Combinations of the foregoing are also employable to implement various techniques described herein. Accordingly, software, hardware, or executable modules are implementable as one or more instructions and/or logic embodied on some form of computer-readable storage media and/or by one or more hardware elements 1610. For example, the computing device 1602 is configured to implement particular instructions and/or functions corresponding to the software and/or hardware modules. Accordingly, implementation of a module that is executable by the computing device 1602 as software is achieved at least partially in hardware, e.g., through use of computer-readable storage media and/or hardware elements 1610 of the processing system 1604. The instructions and/or functions are executable/operable by one or more articles of manufacture (for example, one or more computing devices 1602 and/or processing systems 1604) to implement techniques, modules, and examples described herein.

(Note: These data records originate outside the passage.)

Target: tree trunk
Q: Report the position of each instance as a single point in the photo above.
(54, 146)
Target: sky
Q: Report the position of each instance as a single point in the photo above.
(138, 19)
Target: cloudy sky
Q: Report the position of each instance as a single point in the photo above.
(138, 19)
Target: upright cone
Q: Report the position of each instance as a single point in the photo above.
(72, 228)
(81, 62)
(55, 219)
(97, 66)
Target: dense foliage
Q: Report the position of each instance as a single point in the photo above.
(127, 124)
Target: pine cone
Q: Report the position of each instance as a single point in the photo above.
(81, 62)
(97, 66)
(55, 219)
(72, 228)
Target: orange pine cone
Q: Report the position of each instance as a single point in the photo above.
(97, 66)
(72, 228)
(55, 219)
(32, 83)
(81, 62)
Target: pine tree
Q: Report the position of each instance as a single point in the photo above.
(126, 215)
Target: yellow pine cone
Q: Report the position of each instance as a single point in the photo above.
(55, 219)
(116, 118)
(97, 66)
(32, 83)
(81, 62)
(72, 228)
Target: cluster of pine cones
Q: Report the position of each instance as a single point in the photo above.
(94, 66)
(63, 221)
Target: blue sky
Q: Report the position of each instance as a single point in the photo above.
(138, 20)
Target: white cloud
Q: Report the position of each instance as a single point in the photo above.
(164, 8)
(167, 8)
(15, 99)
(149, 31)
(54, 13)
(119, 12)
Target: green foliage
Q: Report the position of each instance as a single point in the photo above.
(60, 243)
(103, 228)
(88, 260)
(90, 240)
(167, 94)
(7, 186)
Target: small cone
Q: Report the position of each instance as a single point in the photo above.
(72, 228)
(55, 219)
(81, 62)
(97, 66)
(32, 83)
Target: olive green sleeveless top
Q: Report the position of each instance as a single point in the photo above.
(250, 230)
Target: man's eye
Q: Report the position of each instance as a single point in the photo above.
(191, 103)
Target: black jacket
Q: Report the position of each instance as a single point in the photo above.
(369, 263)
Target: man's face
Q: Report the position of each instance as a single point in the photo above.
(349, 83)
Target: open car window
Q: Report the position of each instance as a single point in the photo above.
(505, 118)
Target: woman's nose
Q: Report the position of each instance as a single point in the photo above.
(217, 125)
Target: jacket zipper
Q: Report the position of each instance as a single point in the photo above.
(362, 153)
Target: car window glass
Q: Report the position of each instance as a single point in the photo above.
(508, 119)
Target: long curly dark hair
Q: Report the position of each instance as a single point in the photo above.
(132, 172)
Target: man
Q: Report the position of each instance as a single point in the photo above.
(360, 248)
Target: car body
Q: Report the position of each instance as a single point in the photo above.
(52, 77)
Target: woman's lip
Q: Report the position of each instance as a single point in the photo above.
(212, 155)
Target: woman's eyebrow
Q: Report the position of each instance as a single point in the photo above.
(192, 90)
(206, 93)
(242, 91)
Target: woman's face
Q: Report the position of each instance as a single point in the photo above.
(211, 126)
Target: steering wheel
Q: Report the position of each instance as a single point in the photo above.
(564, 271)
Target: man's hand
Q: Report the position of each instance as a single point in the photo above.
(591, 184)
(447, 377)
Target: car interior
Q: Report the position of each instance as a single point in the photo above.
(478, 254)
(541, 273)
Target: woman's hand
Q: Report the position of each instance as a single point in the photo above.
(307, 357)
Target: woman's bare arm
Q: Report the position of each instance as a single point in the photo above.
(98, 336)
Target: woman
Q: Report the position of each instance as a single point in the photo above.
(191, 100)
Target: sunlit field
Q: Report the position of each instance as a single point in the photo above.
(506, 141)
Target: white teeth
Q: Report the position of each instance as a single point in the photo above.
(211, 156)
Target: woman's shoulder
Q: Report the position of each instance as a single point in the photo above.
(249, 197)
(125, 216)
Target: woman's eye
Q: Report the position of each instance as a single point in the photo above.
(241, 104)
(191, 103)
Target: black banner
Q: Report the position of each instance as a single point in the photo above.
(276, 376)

The techniques described herein are supportable by various configurations of the computing device 1602 and are not limited to the specific examples of the techniques described herein. This functionality is also implementable entirely or partially through use of a distributed system, such as over a “cloud” 1614 as described below.
The cloud 1614 includes and/or is representative of a platform 1616 for resources 1618. The platform 1616 abstracts underlying functionality of hardware (e.g., servers) and software resources of the cloud 1614. For example, the resources 1618 include applications and/or data that are utilized while computer processing is executed on servers that are remote from the computing device 1602. In some examples, the resources 1618 also include services provided over the Internet and/or through a subscriber network, such as a cellular or Wi-Fi network.
The platform 1616 abstracts the resources 1618 and functions to connect the computing device 1602 with other computing devices. In some examples, the platform 1616 also serves to abstract scaling of resources to provide a corresponding level of scale to encountered demand for the resources that are implemented via the platform. Accordingly, in an interconnected device embodiment, implementation of functionality described herein is distributable throughout the system 1600. For example, the functionality is implementable in part on the computing device 1602 as well as via the platform 1616 that abstracts the functionality of the cloud 1614.
Although the invention has been described in language specific to structural features and/or methodological acts, it is to be understood that the invention defined in the appended claims is not necessarily limited to the specific features or acts described. Rather, the specific features and acts are disclosed as example forms of implementing the claimed invention.